话虽如此,我还是手工制作主窗口和任何复杂的小部件。
我认为这就是奇趣科技的初衷。 QFormLayout 是他们提供的一个类,用于轻松地以编程方式创建输入对话框。
顺便说一下,Qt 4 中的设计器并不是像 Qt 3 中那样的 IDE。它只是一个用于编辑 .ui 文件的编辑器。 我喜欢这样。 新的跨平台 IDE 将被称为 Qt Creator。
I like to first turn to the designer to develop GUI widgets. As mentioned in the other posts, its faster. You also get immediate feedback to see if it "looks right" and isn't confusing to the user. The designer is a major reason I choose Qt over other toolkits.
I mostly use the designer to make the one-off dialogs.
Having said that, I do the main window and any complex widgets by hand.
I think this is the way Trolltech intended. QFormLayout is a class they provide to easily programatically create an input dialog.
By the way, the designer in Qt 4 is not an IDE like the one they had in Qt 3. It's just an editor for editing .ui files. I like it that way. The new cross platform IDE is going to be called Qt Creator.
这是一篇旧文章,但我建议您看看 Clementine - 一个音乐播放器(我认为)源自 Amarok。 他们使用 Qt4,从我可以看到项目的 src 文件夹中有一个 ui 文件夹。 正如人们所期望的,在 ui 文件夹中,它们包含各种 .ui 文件。 如果您编译并启动 Clementine,您会发现 GUI 相当复杂且非常漂亮。
It's an old post but I would advise you to look at Clementine - a music player which (I think) derives from Amarok. They use Qt4 and from what I can see there is a ui folder in the src folder of the project. In the ui folder as one might expect they have all sorts of .ui files. If you compile and start Clementine you will see that the GUI is fairly complex and quite nice.
对我来说,这取决于小部件/GUI 中封装了多少逻辑。 如果只是简单的表单,我更喜欢使用 QtDesigner。
如果它包含复杂的检查或交互,我倾向于对其进行编程。
For me, it depends how much logic is encapsulated in the widget/GUI. If it's just about simple forms, I prefer to use QtDesigner.

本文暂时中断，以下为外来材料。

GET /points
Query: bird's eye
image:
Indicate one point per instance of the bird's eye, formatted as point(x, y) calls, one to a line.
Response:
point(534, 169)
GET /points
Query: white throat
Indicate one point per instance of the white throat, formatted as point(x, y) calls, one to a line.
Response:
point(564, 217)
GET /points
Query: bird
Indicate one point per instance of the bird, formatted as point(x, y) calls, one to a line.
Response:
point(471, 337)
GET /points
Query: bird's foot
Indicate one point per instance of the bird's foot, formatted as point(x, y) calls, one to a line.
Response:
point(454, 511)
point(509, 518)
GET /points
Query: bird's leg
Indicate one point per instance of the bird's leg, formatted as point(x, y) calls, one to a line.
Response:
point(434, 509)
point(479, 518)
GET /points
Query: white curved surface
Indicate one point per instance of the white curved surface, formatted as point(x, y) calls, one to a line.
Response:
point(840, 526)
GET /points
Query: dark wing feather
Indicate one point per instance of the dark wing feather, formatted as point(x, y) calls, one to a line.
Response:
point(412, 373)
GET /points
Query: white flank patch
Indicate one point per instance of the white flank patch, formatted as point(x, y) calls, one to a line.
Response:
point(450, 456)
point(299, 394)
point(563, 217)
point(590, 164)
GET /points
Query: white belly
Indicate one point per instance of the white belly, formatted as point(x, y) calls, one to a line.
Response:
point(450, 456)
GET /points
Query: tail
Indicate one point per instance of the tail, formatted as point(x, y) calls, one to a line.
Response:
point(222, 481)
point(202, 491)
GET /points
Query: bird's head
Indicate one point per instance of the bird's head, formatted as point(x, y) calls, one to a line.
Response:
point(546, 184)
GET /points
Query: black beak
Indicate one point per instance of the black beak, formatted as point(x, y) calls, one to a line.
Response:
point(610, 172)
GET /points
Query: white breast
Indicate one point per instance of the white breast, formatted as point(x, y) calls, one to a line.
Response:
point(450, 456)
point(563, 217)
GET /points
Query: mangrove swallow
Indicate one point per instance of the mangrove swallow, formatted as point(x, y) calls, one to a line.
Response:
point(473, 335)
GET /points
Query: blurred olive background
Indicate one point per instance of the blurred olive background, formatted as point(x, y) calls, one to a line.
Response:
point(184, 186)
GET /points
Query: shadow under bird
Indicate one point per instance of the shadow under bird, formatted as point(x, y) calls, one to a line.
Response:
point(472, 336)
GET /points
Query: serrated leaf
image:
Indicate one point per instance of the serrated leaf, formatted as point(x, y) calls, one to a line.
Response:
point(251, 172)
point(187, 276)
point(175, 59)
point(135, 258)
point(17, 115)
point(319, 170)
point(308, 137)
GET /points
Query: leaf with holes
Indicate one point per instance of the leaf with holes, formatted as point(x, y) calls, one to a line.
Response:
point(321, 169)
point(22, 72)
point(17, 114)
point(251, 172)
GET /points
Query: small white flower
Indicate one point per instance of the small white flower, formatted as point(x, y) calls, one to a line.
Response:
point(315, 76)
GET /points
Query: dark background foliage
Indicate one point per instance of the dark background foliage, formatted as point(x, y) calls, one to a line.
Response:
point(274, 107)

If it contains complex checks or interaction, I tend to program it.
如果有人需要创建 Gui,我们将使用 Qt Designer。
问题是为某些任务创建一些小部件(就像您在类设计中所做的那样),然后将它们组合在一起形成“父 GUI”。
这样,您的小部件就具有高度可重用性,并且可以以模块化方式用于 Guis。 您只需指定每个 Widget 发送哪些信号以及它们提供哪些插槽。
我们还创建了在构建过程中生成的 .ui 文件。 到目前为止,还不需要手动编辑这些文件。
We're using the Qt Designer if anyone needs to create a Gui.
The thing is to create just little Widgets for certain tasks (like you would do in a class-design) and then get them together into a "parent-gui".
This way your widgets are highly reusable and could be used for Guis in a modular way. You just have to specify which signals each Widget is sending and which slots they provide.
We additionally are creating .ui-Files which than could be generated during build-process. Until now there was no need to edit those files by hand.